I can try. Often I do not understand the logic of the existing code myself, but 
now I am pretty confident it means that the existing code is wrong, or at least 
more complex than it should be :D

The challenge then is to write the simplest possible code that does what is 
needed. A big part of the job is also to write understandable comments that 
match the code.
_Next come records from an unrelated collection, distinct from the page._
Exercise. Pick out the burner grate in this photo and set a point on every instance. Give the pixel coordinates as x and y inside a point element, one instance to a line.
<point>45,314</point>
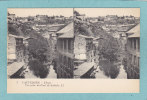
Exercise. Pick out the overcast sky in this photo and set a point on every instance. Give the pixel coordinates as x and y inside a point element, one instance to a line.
<point>67,12</point>
<point>94,12</point>
<point>24,12</point>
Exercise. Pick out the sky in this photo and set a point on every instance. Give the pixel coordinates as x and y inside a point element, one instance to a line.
<point>67,12</point>
<point>94,12</point>
<point>25,12</point>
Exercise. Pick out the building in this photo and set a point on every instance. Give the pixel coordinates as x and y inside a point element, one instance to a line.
<point>15,48</point>
<point>73,53</point>
<point>11,18</point>
<point>65,55</point>
<point>133,50</point>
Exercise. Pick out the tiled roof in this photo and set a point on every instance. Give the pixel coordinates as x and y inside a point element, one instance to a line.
<point>134,32</point>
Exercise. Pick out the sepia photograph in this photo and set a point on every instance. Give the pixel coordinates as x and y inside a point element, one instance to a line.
<point>73,43</point>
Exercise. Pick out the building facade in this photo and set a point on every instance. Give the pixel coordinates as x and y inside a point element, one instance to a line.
<point>73,53</point>
<point>133,52</point>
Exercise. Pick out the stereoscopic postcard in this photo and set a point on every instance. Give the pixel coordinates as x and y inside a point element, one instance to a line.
<point>73,50</point>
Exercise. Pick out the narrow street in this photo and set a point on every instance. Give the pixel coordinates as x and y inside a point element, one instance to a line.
<point>52,74</point>
<point>122,73</point>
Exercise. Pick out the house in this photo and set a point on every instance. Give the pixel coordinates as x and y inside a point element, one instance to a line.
<point>133,50</point>
<point>11,18</point>
<point>15,48</point>
<point>73,51</point>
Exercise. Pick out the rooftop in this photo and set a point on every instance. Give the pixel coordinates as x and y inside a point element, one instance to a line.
<point>134,32</point>
<point>67,31</point>
<point>83,68</point>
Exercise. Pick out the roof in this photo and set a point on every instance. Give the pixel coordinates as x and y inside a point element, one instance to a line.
<point>134,32</point>
<point>87,37</point>
<point>83,68</point>
<point>67,31</point>
<point>66,28</point>
<point>15,36</point>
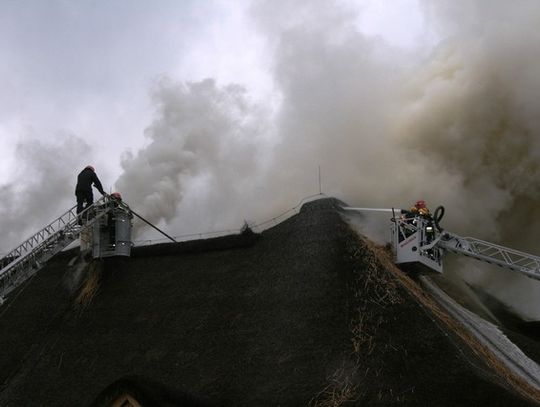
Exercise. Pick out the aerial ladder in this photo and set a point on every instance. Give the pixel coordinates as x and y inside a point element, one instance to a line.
<point>104,229</point>
<point>419,240</point>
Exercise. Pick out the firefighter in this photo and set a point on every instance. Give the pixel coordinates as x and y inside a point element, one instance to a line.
<point>421,209</point>
<point>83,190</point>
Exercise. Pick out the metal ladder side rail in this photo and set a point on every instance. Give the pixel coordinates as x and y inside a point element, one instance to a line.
<point>512,259</point>
<point>25,269</point>
<point>51,238</point>
<point>19,271</point>
<point>511,256</point>
<point>38,237</point>
<point>67,218</point>
<point>34,260</point>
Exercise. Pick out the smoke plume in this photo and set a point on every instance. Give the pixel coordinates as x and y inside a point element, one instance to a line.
<point>459,128</point>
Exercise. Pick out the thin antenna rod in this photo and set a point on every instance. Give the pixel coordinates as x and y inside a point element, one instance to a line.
<point>320,189</point>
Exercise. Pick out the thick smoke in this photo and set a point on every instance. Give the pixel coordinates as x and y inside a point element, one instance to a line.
<point>42,188</point>
<point>472,110</point>
<point>458,128</point>
<point>206,142</point>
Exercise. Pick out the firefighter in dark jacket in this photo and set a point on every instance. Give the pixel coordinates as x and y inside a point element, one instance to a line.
<point>83,190</point>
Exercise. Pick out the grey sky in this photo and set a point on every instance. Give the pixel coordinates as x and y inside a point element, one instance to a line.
<point>87,67</point>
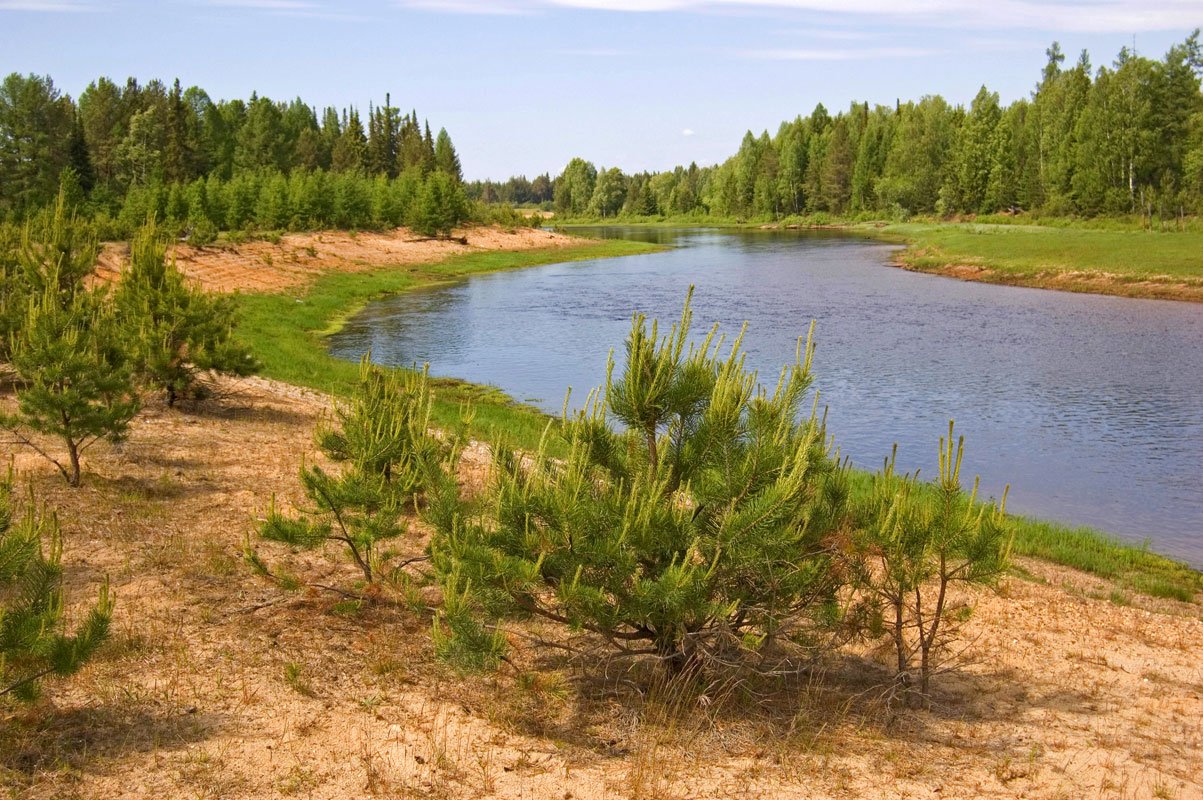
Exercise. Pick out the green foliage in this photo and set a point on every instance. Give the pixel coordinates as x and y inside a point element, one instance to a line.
<point>138,150</point>
<point>699,528</point>
<point>73,381</point>
<point>914,544</point>
<point>72,374</point>
<point>1125,140</point>
<point>175,331</point>
<point>383,440</point>
<point>33,643</point>
<point>440,206</point>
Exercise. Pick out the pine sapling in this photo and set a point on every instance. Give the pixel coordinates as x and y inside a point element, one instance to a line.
<point>73,383</point>
<point>698,531</point>
<point>33,641</point>
<point>176,331</point>
<point>387,456</point>
<point>916,543</point>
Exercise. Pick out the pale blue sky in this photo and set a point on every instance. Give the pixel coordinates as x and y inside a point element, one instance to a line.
<point>522,86</point>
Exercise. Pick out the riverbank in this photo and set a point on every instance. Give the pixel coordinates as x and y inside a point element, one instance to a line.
<point>1127,264</point>
<point>1088,256</point>
<point>219,685</point>
<point>288,333</point>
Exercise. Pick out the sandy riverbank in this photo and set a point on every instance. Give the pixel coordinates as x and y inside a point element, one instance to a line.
<point>1064,694</point>
<point>297,259</point>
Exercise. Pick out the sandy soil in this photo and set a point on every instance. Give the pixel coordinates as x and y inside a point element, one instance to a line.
<point>1064,695</point>
<point>298,258</point>
<point>1091,282</point>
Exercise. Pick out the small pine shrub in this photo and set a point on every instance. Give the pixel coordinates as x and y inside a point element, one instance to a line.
<point>693,531</point>
<point>33,643</point>
<point>381,438</point>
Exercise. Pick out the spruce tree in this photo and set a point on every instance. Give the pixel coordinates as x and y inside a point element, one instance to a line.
<point>440,206</point>
<point>445,158</point>
<point>73,383</point>
<point>914,543</point>
<point>695,531</point>
<point>33,644</point>
<point>175,331</point>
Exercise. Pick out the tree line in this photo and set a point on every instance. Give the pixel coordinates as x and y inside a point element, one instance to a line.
<point>1125,138</point>
<point>128,152</point>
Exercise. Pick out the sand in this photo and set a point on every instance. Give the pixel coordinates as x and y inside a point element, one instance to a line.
<point>300,258</point>
<point>1064,694</point>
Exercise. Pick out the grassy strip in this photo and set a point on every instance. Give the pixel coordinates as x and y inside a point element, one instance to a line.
<point>1108,256</point>
<point>1129,566</point>
<point>286,331</point>
<point>1035,252</point>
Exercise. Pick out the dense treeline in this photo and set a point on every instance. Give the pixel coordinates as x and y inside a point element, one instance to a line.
<point>1126,138</point>
<point>515,191</point>
<point>135,150</point>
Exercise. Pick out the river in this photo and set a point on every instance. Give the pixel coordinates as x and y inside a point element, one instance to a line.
<point>1090,407</point>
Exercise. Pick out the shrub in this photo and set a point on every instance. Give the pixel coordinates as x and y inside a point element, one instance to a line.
<point>175,331</point>
<point>33,644</point>
<point>73,380</point>
<point>381,438</point>
<point>701,528</point>
<point>914,543</point>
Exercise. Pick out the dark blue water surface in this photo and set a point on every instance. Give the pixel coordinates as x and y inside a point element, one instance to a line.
<point>1090,407</point>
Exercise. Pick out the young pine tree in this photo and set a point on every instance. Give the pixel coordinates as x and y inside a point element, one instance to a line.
<point>73,381</point>
<point>440,206</point>
<point>53,249</point>
<point>383,440</point>
<point>914,544</point>
<point>176,331</point>
<point>701,527</point>
<point>33,644</point>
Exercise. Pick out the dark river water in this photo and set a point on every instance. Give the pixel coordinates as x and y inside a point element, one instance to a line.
<point>1090,407</point>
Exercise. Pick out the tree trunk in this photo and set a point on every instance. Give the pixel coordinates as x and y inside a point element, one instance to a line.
<point>73,454</point>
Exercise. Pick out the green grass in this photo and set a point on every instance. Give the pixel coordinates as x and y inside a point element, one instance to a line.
<point>1107,255</point>
<point>1132,567</point>
<point>288,331</point>
<point>1031,253</point>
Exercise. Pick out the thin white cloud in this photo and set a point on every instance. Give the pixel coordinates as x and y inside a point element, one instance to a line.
<point>839,54</point>
<point>45,5</point>
<point>469,6</point>
<point>594,52</point>
<point>266,5</point>
<point>1083,16</point>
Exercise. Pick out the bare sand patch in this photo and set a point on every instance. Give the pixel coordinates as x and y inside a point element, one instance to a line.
<point>300,258</point>
<point>1079,280</point>
<point>1062,694</point>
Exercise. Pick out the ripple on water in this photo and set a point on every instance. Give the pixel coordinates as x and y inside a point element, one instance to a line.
<point>1089,406</point>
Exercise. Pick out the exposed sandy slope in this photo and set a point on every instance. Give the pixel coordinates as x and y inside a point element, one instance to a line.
<point>1066,695</point>
<point>300,258</point>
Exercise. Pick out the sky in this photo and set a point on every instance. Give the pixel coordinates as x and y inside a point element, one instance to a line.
<point>523,86</point>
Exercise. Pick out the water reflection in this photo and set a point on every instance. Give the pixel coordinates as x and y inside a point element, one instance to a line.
<point>1089,406</point>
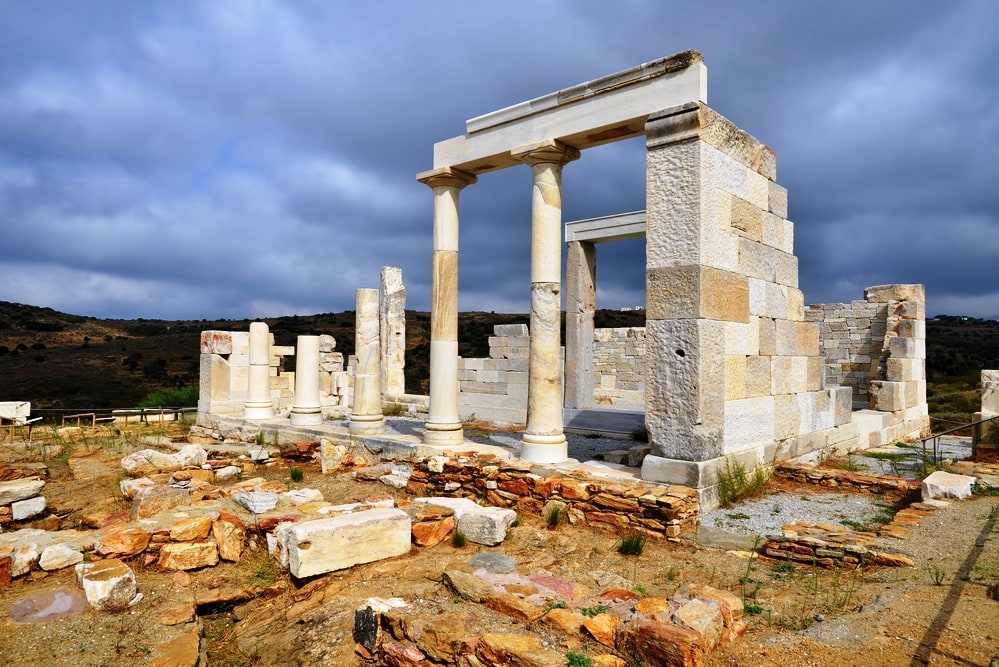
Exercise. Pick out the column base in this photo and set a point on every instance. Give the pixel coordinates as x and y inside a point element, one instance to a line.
<point>366,424</point>
<point>544,448</point>
<point>306,417</point>
<point>258,411</point>
<point>443,434</point>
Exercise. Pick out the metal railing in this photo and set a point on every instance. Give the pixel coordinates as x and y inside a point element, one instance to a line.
<point>975,426</point>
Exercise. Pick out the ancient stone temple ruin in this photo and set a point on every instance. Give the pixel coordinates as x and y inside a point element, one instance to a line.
<point>731,363</point>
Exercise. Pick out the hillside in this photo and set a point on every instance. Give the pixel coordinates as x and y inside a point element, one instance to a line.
<point>72,362</point>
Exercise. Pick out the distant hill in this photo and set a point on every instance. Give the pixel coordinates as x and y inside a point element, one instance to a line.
<point>62,361</point>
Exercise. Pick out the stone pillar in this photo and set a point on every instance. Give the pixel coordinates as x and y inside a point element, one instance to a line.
<point>580,304</point>
<point>306,409</point>
<point>258,392</point>
<point>544,440</point>
<point>392,316</point>
<point>366,415</point>
<point>443,425</point>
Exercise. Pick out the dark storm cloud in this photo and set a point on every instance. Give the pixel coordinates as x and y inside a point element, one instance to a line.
<point>234,159</point>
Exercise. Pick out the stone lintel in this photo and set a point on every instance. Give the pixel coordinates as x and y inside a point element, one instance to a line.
<point>697,121</point>
<point>600,111</point>
<point>619,227</point>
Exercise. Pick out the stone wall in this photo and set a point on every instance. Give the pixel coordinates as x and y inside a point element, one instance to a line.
<point>619,367</point>
<point>495,389</point>
<point>851,338</point>
<point>225,364</point>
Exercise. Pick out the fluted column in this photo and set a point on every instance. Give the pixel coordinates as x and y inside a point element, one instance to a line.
<point>544,440</point>
<point>258,392</point>
<point>366,416</point>
<point>306,409</point>
<point>443,425</point>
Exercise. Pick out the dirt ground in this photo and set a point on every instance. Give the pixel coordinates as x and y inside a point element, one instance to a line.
<point>942,611</point>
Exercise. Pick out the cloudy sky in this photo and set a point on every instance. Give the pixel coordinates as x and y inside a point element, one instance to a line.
<point>212,158</point>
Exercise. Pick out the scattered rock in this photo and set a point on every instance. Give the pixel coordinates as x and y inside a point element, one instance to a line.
<point>108,584</point>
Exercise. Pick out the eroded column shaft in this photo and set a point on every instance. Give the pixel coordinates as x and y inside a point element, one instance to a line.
<point>366,414</point>
<point>306,409</point>
<point>544,440</point>
<point>443,424</point>
<point>259,404</point>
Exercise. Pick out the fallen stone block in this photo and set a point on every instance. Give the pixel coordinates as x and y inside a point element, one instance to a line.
<point>481,525</point>
<point>325,545</point>
<point>257,502</point>
<point>190,528</point>
<point>123,540</point>
<point>19,489</point>
<point>25,509</point>
<point>942,484</point>
<point>230,534</point>
<point>148,461</point>
<point>150,501</point>
<point>58,556</point>
<point>108,584</point>
<point>188,555</point>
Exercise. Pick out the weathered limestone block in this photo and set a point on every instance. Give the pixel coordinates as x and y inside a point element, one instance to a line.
<point>25,509</point>
<point>230,535</point>
<point>188,555</point>
<point>20,489</point>
<point>990,392</point>
<point>942,484</point>
<point>123,540</point>
<point>326,545</point>
<point>685,401</point>
<point>886,293</point>
<point>150,501</point>
<point>190,528</point>
<point>216,342</point>
<point>481,525</point>
<point>108,584</point>
<point>23,558</point>
<point>392,315</point>
<point>887,396</point>
<point>149,461</point>
<point>59,555</point>
<point>697,292</point>
<point>749,422</point>
<point>257,502</point>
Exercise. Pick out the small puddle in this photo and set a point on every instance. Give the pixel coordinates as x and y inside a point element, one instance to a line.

If the reviewer can understand what goes on based on this, I 
think that I have done a pretty good job...
>
>  > if (!force_unlinked_cache)
>  > prev_cache= tab[-1].cache;
>  >
>  > switch (tab->type) {
>  > case JT_ALL:
>  > + /* Outer joined and semi-joined tables require join cache level> 2 */
>  > if (cache_level<= 2&&
>  > (tab->first_inner || tab_sj_strategy == SJ_OPT_FIRST_MATCH))
>  > + {
>  > + DBUG_ASSERT(tab->use_join_cache == JOIN_CACHE::ALG_NONE);
>  > goto no_join_cache;
>  > + }
>  > if ((options& SELECT_DESCRIBE) ||
>  > ((tab->cache= new JOIN_CACHE_BNL(join, tab, prev_cache))&&
>  > !tab->cache->init()))
>  > {
>  > *icp_other_tables_ok= FALSE;
>  > DBUG_ASSERT(might_do_join_buffering(cache_level, tab));
>  > - return JOIN_CACHE::ALG_BNL | force_unlinked_cache;
>  > + tab->use_join_cache= JOIN_CACHE::ALG_BNL | force_unlinked_cache;
>  > + return false;
>  > }
>  > goto no_join_cache;
>  > case JT_SYSTEM:
>
> ...
>
>  > === modified file 'sql/sql_select.h'
>  > --- a/sql/sql_select.h 2011-04-28 11:55:16 +0000
>  > +++ b/sql/sql_select.h 2011-05-12 15:25:46 +0000
>  > @@ -333,6 +333,7 @@ typedef struct st_join_table : public Sq
>  > */
>  > ha_rows limit;
>  > TABLE_REF ref;
>  > + bool prevent_join_buffer; ///< Never use join buffering for this tbl
>
> join_buffer / join_cache? More consistency in naming would be good here.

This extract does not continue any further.